Hotelruine am Dockkoog wird abgerissen

Husum. Am Husumer Dockkoog hat nach jahrelanger Debatte der Abriss der ehemaligen Hotelruine begonnen. Spaziergänger, die am Deich vorbeikommen, begrüßen den Start der Arbeiten: „Endlich geht es los“, heißt es immer wieder, während Bagger die marode Südfassade Stück für Stück abtragen. Staub, Lärm und schweres Gerät prägen derzeit das Bild an Husums Zugang zur Nordsee. Die Brücke, die einst das abgebrannte Hotel mit dem Deich verband, wurde vergangene Woche entfernt.

Brandruine seit 2018 – größter Schandfleck am Deich

Das Hotel stand seit 1969 am Dockkoog, bis es Anfang 2018 vollständig ausbrannte. Das Gebäude war zu diesem Zeitpunkt unbewohnt. Die Polizei ging später von Brandstiftung aus, fand jedoch keine Täter.
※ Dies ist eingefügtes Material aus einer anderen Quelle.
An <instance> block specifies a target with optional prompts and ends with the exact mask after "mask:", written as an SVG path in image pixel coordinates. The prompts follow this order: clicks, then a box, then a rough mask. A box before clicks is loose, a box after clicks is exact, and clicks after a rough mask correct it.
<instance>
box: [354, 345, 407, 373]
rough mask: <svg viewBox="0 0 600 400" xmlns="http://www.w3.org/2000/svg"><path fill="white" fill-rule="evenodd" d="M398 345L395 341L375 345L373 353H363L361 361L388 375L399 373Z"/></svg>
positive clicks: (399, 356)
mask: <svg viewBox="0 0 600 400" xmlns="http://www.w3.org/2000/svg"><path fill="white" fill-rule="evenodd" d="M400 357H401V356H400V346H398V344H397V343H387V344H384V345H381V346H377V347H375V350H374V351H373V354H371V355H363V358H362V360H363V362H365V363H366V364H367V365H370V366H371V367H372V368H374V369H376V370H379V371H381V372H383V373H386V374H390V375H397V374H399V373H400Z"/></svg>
Seit mehr als sieben Jahren verunstaltet die Ruine den beliebten Ausflugsort – für viele Husumer der sichtbarste Makel der gesamten Stadt.

Land fördert Neugestaltung – aber kein Hotelneubau

Bürgermeister Martin Kindl (CDU) verfolgte den Abrissstart persönlich und zeigt sich erleichtert. Gleichzeitig kann er auf neue Pläne verweisen: Das Land Schleswig-Holstein unterstützt die Neugestaltung des Areals mit über 5,1 Millionen Euro. Ein neues Hotel ist allerdings nicht vorgesehen.

Stattdessen soll der Dockkoog umfassend touristisch aufgewertet werden – mit einem neuen Campingplatz, barrierefreien Wegen, einem Badesteg sowie einer Spiel- und Bewegungslandschaft. Die Arbeiten am Gelände laufen parallel zum Abriss.

Abriss bis Anfang 2026 geplant

Wenn alles nach Zeitplan verläuft, werden die Rückbauarbeiten im Februar 2026 abgeschlossen sein. Erst dann kann der eigentliche Umbau der Dockkoog-Spitze beginnen. Für Husum endet damit eine jahrelange Hängepartie – und der Blick auf das Wattenmeer soll schon bald wieder ohne Ruinen im Vordergrund möglich sein.